Even stopped clocks are right twice a day. Though they place greater priority on spending for spending’s sake than on promoting efficiency and right-sizing government, the collectivists arguing for more tax increases – that would cause even fewer people to pull a wagon with more people on it – are right about one thing: the state tax credit giveaways to film, theater, sound, and interactive media are a waste bar none.

Every couple of years the Louisiana’s Department of Economic Development comes out with a report on the impact of those credits, with the latest attempt being unveiled yesterday. It’s always the same song and dance that breathlessly is publicized, focusing mainly on film since about 99 percent of the credits dispersed are in that area – jobs created (in film by the latest 2009 computations, assuming all activity is as a result of the credits, about 4,471), economic impact in varying degrees of directness ($592.6 million), and economic value generated for each dollar in credits ($5.59).

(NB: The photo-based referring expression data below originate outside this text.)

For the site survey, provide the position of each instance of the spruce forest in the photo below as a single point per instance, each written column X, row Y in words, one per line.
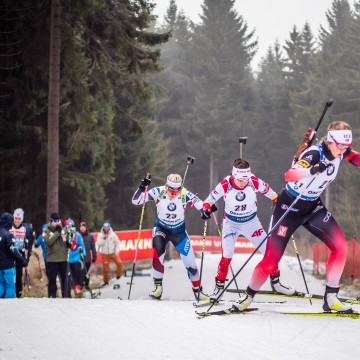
column 139, row 94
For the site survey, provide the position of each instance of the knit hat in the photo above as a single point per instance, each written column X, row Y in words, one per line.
column 19, row 213
column 6, row 220
column 55, row 217
column 69, row 222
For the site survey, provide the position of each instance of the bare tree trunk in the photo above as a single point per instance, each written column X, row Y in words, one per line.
column 52, row 199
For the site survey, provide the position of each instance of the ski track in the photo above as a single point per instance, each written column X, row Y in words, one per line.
column 108, row 328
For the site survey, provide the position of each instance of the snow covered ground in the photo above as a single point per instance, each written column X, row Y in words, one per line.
column 139, row 328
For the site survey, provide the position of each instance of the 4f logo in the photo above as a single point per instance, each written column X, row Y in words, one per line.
column 282, row 231
column 327, row 217
column 257, row 232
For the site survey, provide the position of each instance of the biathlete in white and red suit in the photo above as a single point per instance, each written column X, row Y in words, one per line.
column 171, row 201
column 239, row 191
column 322, row 161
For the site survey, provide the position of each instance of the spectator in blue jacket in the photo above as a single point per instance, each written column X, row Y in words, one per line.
column 8, row 254
column 91, row 253
column 77, row 253
column 40, row 242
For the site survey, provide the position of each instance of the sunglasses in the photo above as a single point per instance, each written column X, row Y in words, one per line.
column 341, row 146
column 173, row 192
column 338, row 145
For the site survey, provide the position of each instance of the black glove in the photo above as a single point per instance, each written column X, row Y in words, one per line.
column 320, row 167
column 206, row 214
column 145, row 182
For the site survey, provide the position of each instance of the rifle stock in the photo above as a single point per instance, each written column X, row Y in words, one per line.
column 309, row 136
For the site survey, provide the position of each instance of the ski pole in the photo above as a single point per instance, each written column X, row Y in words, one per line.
column 38, row 258
column 190, row 161
column 231, row 268
column 138, row 239
column 202, row 257
column 242, row 140
column 302, row 271
column 265, row 238
column 309, row 136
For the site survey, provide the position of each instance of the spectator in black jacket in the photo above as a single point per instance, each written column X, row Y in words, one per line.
column 91, row 254
column 8, row 254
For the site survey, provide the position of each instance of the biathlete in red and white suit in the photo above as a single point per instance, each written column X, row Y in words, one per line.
column 239, row 191
column 171, row 201
column 308, row 178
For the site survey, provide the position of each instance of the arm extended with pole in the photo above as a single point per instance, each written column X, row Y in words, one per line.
column 309, row 136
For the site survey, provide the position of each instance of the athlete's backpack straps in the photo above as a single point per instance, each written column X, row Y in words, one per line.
column 162, row 193
column 183, row 196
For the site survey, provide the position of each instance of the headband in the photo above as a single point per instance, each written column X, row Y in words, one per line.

But hidden in the report, and what you never hear from the LED propagandists and their allies in the industry, because it’s required by the law that is the report’s impetus, is the tax dollars, local and state, actually generated by the credits and how much the credits cost. In 2009, the pattern from the start of the program continued: $24.8 million in additional taxes, $182.4 million going out in lost revenue through credits, or a net loss of $157.6 million. For every dollar going out in corporate welfare of taxpayers’ money, they get back about 13.5 cents. The remaining three credits produced net losses combined of about $500,000.

This parallels Louisiana’s past experience and that of every other state that gives money to make more (mostly inferior) movies. And it doesn’t even include the cost of lost economic activity due to the distortion inflicted upon the state’s economy. These tax advantages subsidize profoundly unproductive activities instead of allowing money to flow to those of better use.

The madness continues. No legislative effort to date for this year’s session has appeared to stop it by cancelling these programs. Even more money gets spent on luxurious travel and dining by the high-priced bellhops who inhabit the LED trying to shill these black holes of taxpayers’ resources. The bright lights of Hollywood continue to blind the rubes in state government to the sacrifices they impose on Louisianans to perpetuate these unsustainable programs.

Jeffrey Sadow is an associate professor of political science at Louisiana State University, Shreveport. The original version of this article first appeared on Sadow’s blog, “Between the Lines.”